I know this is hard right now. I know everyone is grieving. The news media is an easy scapegoat because they are in your face and on all the time. Let me promise you that people in the news media are not all ratings-hungry animals. Everyday they are forced to walk the fine line between journalism and sensationalism. Sometimes it’s a small space between story telling and exploitation.
I’m talking about news people here. The people reporting the news, not the pundits sounding off about restricting gun rights, or vehemently defending the 2nd Amendment. I’m not even going there. I’m talking about the journalists doing their job.

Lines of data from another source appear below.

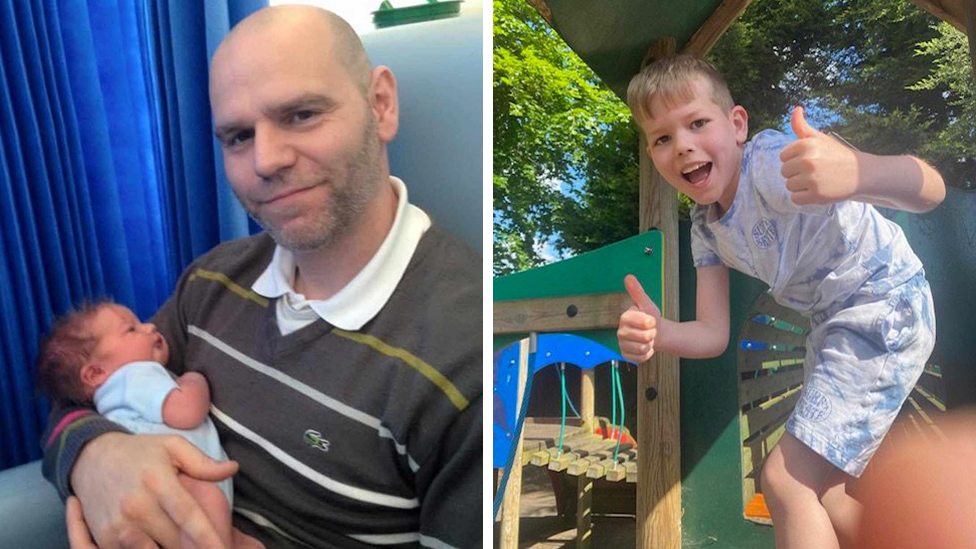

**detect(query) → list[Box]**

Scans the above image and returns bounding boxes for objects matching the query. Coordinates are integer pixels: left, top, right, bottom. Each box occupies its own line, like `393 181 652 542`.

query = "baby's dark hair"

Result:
37 299 112 405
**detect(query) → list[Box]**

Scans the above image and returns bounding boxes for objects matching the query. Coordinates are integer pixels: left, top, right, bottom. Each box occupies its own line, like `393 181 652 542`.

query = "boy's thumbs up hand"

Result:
779 107 860 205
617 275 661 364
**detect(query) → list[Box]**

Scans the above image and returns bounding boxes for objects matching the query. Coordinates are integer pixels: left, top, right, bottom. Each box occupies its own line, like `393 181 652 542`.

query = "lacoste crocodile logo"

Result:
302 429 329 452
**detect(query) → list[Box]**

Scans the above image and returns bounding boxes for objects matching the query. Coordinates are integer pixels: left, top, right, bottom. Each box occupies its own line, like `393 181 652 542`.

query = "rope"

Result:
556 362 569 457
613 360 626 469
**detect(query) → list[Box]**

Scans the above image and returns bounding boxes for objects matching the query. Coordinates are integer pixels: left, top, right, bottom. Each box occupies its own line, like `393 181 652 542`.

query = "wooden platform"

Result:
522 418 637 483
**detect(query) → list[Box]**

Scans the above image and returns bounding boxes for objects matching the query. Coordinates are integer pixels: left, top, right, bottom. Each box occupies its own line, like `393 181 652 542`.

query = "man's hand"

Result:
66 433 237 549
779 107 862 205
617 275 661 364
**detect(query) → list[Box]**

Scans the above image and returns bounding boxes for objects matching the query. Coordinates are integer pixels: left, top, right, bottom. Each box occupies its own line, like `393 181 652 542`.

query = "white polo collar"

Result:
251 176 430 330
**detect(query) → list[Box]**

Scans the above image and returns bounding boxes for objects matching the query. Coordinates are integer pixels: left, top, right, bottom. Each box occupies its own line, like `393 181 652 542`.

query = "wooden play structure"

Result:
492 231 663 547
494 0 976 549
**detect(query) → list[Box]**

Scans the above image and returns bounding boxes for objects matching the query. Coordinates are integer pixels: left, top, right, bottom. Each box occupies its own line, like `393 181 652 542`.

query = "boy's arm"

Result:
163 372 210 429
617 265 729 363
780 107 945 213
780 107 946 213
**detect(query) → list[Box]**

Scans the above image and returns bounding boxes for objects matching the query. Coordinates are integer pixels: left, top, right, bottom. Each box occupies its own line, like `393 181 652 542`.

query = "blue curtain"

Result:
0 0 267 469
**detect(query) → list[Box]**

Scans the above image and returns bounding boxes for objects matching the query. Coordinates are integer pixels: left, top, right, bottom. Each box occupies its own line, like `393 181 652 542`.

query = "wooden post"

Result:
576 368 595 549
637 34 681 549
499 339 530 549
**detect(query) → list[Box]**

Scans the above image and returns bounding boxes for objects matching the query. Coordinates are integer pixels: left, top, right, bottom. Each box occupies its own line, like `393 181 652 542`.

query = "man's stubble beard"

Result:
242 114 382 252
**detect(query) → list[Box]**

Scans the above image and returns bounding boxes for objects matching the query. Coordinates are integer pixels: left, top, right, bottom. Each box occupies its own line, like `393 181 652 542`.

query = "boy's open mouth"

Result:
681 162 712 185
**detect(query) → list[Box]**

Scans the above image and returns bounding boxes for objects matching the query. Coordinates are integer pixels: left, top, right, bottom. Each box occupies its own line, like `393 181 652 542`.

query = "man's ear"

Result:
729 105 749 146
369 65 400 143
81 361 108 390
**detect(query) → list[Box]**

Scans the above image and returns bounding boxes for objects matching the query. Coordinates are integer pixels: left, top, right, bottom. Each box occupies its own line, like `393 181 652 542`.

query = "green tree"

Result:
909 23 976 189
493 0 976 274
492 0 637 274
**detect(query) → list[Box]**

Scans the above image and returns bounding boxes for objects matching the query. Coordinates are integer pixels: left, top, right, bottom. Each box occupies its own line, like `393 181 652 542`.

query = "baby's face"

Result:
91 304 169 373
641 78 748 212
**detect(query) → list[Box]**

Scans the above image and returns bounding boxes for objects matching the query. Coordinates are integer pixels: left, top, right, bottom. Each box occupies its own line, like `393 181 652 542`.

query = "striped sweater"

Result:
44 226 482 549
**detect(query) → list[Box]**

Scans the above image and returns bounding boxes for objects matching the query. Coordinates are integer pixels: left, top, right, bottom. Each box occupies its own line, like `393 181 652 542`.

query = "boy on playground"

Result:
38 302 246 548
617 55 945 549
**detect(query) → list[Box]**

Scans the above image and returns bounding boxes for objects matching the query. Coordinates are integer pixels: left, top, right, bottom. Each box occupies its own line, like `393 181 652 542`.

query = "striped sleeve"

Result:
417 395 483 549
41 400 129 501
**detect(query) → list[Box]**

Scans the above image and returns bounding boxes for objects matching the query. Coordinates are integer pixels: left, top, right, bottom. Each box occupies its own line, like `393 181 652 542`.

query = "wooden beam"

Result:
498 339 529 549
681 0 752 56
637 37 681 549
576 368 596 549
492 293 629 335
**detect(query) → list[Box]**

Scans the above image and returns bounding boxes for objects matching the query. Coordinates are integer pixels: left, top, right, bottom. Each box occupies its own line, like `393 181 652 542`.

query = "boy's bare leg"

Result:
820 469 862 549
180 474 233 549
762 433 840 549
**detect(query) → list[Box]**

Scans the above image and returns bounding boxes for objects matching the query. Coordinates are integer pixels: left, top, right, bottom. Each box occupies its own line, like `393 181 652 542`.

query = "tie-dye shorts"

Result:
786 271 935 476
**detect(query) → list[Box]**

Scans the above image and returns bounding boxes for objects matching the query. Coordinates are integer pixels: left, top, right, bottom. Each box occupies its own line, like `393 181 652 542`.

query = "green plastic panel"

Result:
373 0 463 29
492 230 664 352
678 221 774 549
546 0 722 99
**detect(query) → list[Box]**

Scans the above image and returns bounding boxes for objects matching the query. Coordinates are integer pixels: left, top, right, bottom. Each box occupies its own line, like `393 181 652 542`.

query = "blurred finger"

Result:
64 496 98 549
157 480 231 549
624 275 655 314
119 527 161 549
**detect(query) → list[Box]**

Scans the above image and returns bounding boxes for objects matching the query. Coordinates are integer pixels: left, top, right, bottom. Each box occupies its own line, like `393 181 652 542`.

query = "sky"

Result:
269 0 483 35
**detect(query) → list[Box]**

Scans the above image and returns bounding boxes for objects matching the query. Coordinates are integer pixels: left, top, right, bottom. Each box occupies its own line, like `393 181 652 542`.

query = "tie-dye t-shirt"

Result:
691 130 922 314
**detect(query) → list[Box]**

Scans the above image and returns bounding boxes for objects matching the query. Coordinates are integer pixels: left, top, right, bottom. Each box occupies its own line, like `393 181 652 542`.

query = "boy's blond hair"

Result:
627 54 735 122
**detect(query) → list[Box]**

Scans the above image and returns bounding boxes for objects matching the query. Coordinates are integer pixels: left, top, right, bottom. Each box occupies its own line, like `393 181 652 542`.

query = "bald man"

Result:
44 6 482 549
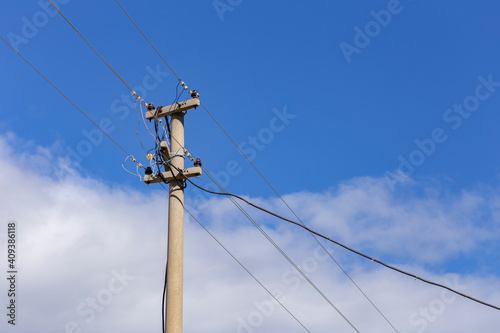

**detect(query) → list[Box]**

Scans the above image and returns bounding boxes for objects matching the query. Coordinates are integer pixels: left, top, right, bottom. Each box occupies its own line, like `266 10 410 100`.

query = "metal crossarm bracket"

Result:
144 167 201 184
160 141 173 161
146 98 200 119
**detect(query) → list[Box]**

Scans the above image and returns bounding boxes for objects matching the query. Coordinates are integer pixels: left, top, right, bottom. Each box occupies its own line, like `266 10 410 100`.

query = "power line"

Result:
199 168 359 333
0 36 136 162
183 175 500 310
110 0 398 332
49 0 147 106
160 123 359 333
159 183 310 332
115 0 181 81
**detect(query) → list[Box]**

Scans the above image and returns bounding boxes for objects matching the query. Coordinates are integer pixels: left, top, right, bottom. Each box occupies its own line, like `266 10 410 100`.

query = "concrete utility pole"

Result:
144 93 201 333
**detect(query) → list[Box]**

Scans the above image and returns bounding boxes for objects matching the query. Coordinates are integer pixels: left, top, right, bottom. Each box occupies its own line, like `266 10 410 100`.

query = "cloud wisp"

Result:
0 134 500 333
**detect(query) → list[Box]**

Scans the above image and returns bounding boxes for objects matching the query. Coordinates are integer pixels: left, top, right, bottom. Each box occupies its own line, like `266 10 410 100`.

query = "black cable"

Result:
183 176 500 310
111 0 398 326
161 260 168 333
159 183 310 332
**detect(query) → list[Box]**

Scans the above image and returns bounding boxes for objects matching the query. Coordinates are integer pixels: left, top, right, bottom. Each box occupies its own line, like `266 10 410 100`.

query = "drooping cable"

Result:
110 0 398 326
159 183 310 332
199 168 359 333
156 135 359 333
182 175 500 310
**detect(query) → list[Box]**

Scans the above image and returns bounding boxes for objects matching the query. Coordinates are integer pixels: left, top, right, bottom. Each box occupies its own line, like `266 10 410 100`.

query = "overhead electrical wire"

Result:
0 36 137 162
14 0 500 326
111 0 399 332
159 181 310 332
177 174 500 310
160 131 359 333
48 0 147 106
0 11 310 332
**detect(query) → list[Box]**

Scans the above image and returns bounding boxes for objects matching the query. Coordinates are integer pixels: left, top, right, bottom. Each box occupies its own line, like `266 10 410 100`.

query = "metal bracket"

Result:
144 167 201 184
160 141 173 161
146 98 201 119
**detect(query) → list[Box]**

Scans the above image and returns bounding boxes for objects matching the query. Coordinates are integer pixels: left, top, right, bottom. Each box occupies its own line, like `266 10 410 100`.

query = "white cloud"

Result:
0 134 500 333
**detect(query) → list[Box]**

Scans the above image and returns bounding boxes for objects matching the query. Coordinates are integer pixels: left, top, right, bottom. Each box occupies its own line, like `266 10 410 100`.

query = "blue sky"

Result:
0 0 500 332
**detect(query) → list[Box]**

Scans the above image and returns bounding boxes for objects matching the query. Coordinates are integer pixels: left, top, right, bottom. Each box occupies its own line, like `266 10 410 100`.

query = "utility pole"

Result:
144 91 201 333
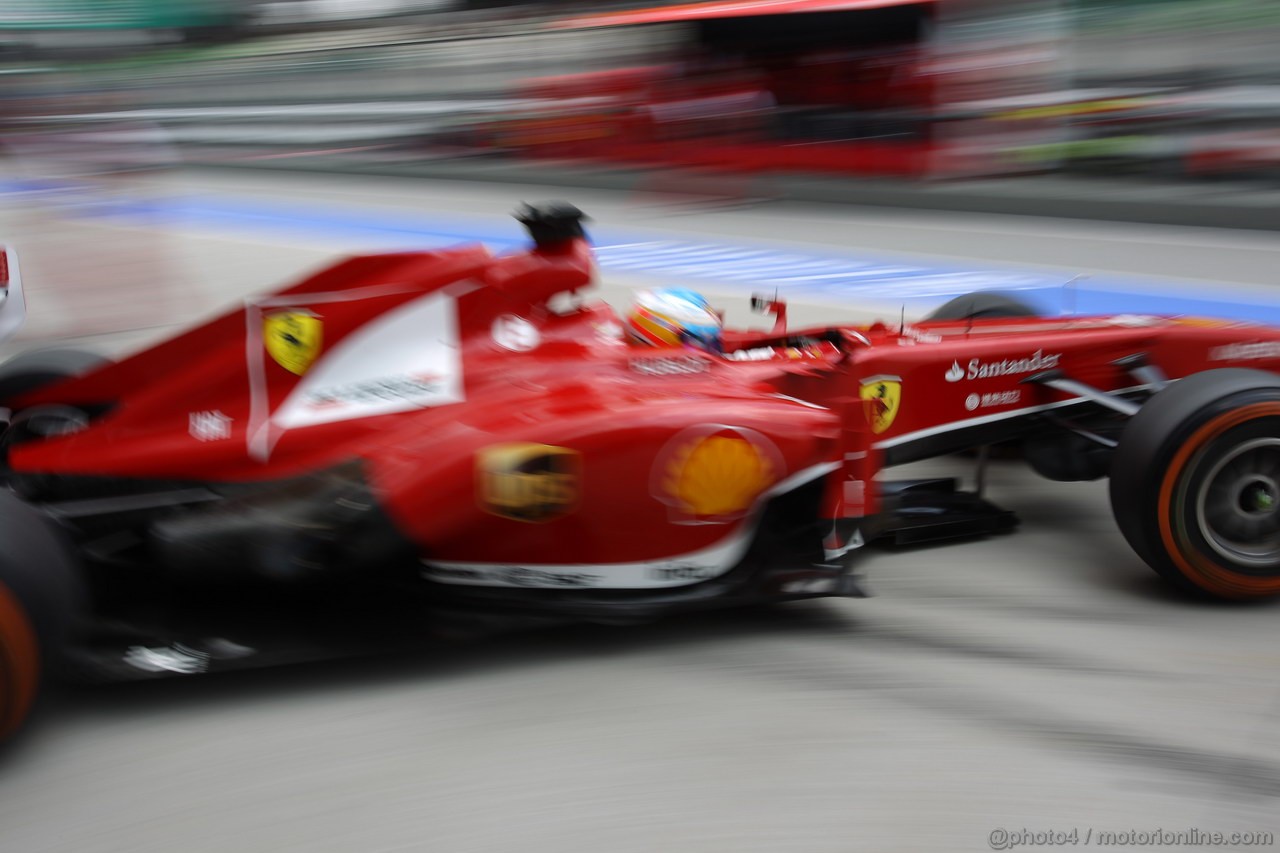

The coverage I saw was done with respect and dignity. The news media I saw corrected misinformation quickly and scrambled to get facts to the public as soon as possible. After that, they got reaction and followed up on the story in the best way they knew how. They limited use of the suspect’s name and worked to pay tribute to the victims. Let me tell you, it SUCKS to stand outside the funeral of a child. All the video I saw was across the street, away from the mourners during the first few funerals today. I heard interviews with first responders and family members conclude with the interviewee thanking the reporter for doing this story justice.
I applaud the journalists I’ve seen covering this story this week. I know you want to pack up that live truck and race home to your own babies. I also know you understand that this story is bigger than you and your cold fingers and looming deadline. Good luck. Hang in there. Not all of America thinks you are evil. We know the real evil was in the actions that took the lives of the victims.
If you don’t want to hear about the story anymore, turn the TV off. Don’t criticize journalists for doing their work.